The banks have not announced the regional presidents as part of the Community Banking structure, BB&T spokesman Brian Davis said Thursday.

“The community banking function will be based in Winston-Salem under the leadership of David Weaver, who is part of the Truist executive-management team and who will be based in Charlotte,” Davis said.

William Rogers Jr., SunTrust's chairman and chief executive, told analysts Thursday that "from an integration standpoint, we have approximately 50 work streams under way."

"We’ve identified several thousand applications between the two companies. We grouped them into 100-or-so ecosystems.

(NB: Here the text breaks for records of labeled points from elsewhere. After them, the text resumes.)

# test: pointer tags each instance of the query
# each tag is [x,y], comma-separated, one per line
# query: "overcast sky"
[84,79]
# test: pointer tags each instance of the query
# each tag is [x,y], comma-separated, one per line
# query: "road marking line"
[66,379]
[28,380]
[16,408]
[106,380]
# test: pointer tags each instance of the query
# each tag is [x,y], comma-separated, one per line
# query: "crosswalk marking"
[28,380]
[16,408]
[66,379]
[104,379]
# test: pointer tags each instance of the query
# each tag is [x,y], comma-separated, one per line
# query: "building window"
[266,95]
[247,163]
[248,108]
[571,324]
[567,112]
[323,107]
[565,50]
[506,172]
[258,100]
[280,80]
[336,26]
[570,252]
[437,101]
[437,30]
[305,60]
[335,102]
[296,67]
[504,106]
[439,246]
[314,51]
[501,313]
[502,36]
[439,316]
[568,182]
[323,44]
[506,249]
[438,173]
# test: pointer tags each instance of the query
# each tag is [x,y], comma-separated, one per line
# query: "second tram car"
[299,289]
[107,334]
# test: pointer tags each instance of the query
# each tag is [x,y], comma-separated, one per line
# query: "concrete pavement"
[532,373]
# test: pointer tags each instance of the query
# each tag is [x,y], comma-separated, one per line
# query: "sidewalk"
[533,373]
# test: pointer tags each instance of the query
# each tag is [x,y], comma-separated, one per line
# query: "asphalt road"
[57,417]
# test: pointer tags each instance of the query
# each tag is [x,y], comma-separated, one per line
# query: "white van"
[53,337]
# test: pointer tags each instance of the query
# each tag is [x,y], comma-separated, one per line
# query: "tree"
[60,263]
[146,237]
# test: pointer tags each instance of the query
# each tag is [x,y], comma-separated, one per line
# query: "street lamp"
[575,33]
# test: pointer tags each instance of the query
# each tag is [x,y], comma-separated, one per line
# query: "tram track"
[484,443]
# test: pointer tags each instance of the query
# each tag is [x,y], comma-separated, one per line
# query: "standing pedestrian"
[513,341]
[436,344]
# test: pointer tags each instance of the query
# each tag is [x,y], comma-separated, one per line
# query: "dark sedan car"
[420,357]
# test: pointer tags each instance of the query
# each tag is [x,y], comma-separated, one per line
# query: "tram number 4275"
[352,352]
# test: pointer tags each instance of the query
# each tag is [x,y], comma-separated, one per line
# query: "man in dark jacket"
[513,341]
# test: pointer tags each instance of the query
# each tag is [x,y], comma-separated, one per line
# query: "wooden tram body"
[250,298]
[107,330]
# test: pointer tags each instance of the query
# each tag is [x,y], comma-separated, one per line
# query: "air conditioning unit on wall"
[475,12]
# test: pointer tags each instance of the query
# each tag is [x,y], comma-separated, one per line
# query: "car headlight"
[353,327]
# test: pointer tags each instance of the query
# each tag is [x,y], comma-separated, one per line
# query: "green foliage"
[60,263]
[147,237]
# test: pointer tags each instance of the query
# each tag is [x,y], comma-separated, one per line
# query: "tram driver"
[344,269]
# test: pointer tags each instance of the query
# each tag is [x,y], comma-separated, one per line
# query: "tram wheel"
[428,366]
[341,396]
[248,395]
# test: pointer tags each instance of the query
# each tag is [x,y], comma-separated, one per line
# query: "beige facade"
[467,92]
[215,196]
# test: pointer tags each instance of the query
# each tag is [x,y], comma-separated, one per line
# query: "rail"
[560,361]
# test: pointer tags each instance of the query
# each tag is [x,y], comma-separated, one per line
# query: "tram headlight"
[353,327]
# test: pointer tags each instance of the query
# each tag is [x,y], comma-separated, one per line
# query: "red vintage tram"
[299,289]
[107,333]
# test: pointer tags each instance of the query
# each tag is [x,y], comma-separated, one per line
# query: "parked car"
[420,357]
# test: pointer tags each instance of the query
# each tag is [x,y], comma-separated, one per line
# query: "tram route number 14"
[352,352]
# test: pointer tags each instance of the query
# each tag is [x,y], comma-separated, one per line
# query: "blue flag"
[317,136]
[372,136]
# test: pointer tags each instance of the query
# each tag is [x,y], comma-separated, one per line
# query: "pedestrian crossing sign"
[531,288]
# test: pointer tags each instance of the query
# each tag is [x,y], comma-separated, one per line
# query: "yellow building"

We’re now beginning the system selection process.

"This requires a great amount of thoughtfulness, and we’re focused on selecting the best of the best while also mitigating integration risk," Rogers said.

17-state combined market

The banks expect to serve more than 10 million households in what would become a 17-state Southeast and mid-Atlantic territory anchored by Florida, Georgia, North Carolina and Virginia.

If the proposed deal is completed, it likely will take another 12 to 24 months to close all of the affected branches as part of the integration process.

King stressed the banks “will tackle methodically which deposit system, which loan system.”

Since the end of 2016, BB&T’s “disrupt or die/disrupt to thrive” initiative has led to reductions in employees — down 2,439 or 6.5%, to 35,334 — and branches — down 409, or 18.6% to 1,787.

BB&T’s workforce declined by 563 from the first to second quarter, while the number of branches dropped by 84.

King said the bank has wrapped up the initiative, in part because of the megadeal announcement.

“We want to make it very clear we don’t have an expectation that there’s going to be some dramatic, immediate change in employment in Winston-Salem or Atlanta,” King said when announcing the deal.

“Rather, what we think will happen is that as our company grows and prospers, we’ll see gainful employment increases in Charlotte, Winston-Salem and Atlanta.”